The Higgs boson is delightfully stirring the mud puddle in the astrophysics community even after found! Instead of clearing everything up, now more questions have to be asked.
British cosmologists are puzzled: they predict that the universe should not have lasted for more than a second. This startling conclusion is the result of combining the latest observations of the sky with the recent discovery of the Higgs boson. Robert Hogan of King's College London (KCL) presents the new research on June 24 at the Royal Astronomical Society's National Astronomy Meeting in Portsmouth.
The controversy seems to be about one of the predictions of BICEP2 allegedly being observed, and if so, Robert Hogan seems to think that if they did see this effect, then the universe would not exist today, it would have went straight to 'Big Crunch' right after the 'Big Bang'.

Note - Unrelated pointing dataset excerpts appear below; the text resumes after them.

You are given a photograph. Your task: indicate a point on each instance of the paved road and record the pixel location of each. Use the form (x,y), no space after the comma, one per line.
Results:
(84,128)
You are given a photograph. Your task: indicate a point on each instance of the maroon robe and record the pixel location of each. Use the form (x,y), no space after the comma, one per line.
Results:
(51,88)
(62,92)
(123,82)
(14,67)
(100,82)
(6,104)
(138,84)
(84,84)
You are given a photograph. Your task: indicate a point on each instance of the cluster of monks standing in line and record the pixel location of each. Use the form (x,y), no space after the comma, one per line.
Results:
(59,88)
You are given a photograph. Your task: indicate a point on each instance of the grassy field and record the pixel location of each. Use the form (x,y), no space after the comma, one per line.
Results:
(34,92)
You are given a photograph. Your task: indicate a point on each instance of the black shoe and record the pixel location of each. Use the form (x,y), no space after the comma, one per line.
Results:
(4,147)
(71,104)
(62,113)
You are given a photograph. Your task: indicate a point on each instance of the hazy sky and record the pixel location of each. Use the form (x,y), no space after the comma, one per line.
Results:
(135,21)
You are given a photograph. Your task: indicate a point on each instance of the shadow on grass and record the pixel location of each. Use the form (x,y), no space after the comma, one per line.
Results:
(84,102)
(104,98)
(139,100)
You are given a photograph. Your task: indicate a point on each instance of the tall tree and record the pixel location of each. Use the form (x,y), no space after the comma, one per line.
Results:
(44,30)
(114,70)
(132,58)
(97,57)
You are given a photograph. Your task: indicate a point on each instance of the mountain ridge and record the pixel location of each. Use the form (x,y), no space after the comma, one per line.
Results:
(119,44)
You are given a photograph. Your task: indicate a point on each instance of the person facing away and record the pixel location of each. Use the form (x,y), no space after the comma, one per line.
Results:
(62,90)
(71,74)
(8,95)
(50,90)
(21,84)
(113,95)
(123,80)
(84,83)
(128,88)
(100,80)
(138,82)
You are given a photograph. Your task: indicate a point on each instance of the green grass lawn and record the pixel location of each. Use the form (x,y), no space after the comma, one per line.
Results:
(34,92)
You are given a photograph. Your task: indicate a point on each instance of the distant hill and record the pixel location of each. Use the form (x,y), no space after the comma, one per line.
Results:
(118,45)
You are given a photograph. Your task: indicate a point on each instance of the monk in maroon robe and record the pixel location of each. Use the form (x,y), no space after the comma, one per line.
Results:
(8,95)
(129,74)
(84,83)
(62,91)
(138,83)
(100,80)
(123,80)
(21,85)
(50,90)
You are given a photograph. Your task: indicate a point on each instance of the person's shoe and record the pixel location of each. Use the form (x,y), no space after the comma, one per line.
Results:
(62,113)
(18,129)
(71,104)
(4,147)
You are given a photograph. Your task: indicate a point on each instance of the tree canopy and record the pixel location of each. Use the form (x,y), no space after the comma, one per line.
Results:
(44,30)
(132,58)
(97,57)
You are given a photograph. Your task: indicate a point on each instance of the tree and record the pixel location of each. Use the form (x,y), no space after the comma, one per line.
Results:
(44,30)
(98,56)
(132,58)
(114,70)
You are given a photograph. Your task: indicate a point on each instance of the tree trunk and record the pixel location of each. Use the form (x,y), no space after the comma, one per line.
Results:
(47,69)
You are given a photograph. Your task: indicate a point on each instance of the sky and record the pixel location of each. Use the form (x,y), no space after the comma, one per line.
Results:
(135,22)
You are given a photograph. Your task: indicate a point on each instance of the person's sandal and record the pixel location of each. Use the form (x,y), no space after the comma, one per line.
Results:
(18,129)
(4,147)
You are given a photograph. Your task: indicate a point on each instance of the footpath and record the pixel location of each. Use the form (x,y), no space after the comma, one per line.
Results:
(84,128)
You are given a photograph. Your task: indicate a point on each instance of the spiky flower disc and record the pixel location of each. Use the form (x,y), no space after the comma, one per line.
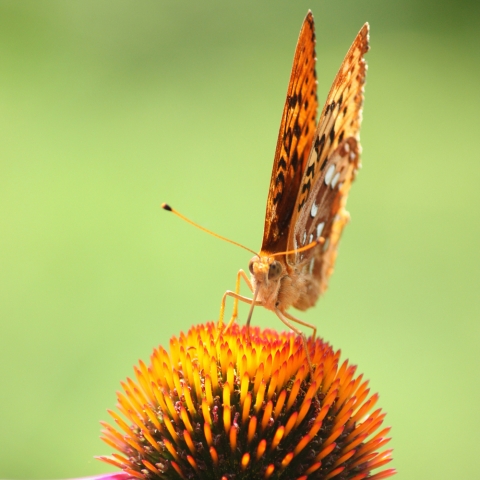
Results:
(247,407)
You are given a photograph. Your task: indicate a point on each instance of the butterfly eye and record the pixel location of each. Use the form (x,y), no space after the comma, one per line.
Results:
(274,270)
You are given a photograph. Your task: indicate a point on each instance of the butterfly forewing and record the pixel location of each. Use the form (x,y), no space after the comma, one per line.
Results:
(332,164)
(295,138)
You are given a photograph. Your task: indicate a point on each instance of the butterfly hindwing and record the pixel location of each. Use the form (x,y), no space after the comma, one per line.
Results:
(331,167)
(295,138)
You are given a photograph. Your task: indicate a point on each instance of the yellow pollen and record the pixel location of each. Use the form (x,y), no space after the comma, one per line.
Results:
(135,474)
(260,396)
(280,403)
(252,426)
(186,419)
(233,438)
(258,378)
(192,462)
(314,468)
(277,437)
(227,418)
(293,393)
(268,367)
(334,473)
(244,387)
(213,454)
(171,430)
(206,412)
(230,376)
(302,444)
(291,422)
(287,459)
(303,411)
(197,383)
(315,428)
(208,433)
(325,451)
(344,458)
(189,441)
(208,390)
(272,385)
(167,375)
(262,446)
(281,376)
(151,467)
(365,407)
(171,449)
(177,469)
(269,470)
(213,373)
(333,436)
(246,407)
(267,414)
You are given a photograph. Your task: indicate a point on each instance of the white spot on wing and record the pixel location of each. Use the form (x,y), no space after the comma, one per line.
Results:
(329,174)
(320,229)
(335,179)
(325,245)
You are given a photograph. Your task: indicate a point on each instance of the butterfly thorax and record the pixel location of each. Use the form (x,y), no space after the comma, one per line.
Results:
(280,285)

Pop the corn, this may be a good one!
(Score: 4, Interesting) by edIII on Wednesday June 25 2014, @05:36AM
I'm not so sure about that.
I'm not an astrophysicist or quantum field theorist, so I can't speak from authority either. I do hear about it a lot, and one of things I've noticed is that there is a heck of a lot math involved. It's all tied to observations and whether or not they fit a model.

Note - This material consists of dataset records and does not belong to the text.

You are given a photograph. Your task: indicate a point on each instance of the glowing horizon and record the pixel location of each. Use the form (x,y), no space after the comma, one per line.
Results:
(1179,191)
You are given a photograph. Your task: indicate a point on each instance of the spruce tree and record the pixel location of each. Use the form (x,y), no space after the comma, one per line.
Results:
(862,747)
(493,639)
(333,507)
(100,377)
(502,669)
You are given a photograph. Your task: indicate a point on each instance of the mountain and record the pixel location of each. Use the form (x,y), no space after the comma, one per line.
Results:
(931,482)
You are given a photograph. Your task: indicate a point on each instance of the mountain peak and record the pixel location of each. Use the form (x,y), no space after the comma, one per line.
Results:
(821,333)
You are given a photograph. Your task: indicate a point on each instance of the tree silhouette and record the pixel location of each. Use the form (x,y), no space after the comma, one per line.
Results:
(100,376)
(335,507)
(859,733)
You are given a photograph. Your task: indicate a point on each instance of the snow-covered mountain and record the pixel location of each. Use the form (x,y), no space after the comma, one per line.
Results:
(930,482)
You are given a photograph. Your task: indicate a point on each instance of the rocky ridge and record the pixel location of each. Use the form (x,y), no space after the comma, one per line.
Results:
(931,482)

Part of what I've been sold on by people is that the Big Bang theory is supported by observations, and is not in the same ballpark as creationism. Creationism operates solely on circular reasoning because God can be neither proved or disproved. It begins with the assumption that God exists, he sent Jesus, and the Bible is 100% fact. It's also the rejection of any kind of observations and theories that can prove the "Bible Model" not being perfect.
If gravity was denied in the Bible, they would deny gravity just like Bugs Bunny, and that's looney tunes.
The Big Bang has, at minimum, some observations and actual data. That's already infinitely more than Creationism.
Technically, lunchtime is at any moment. It's just a wave function.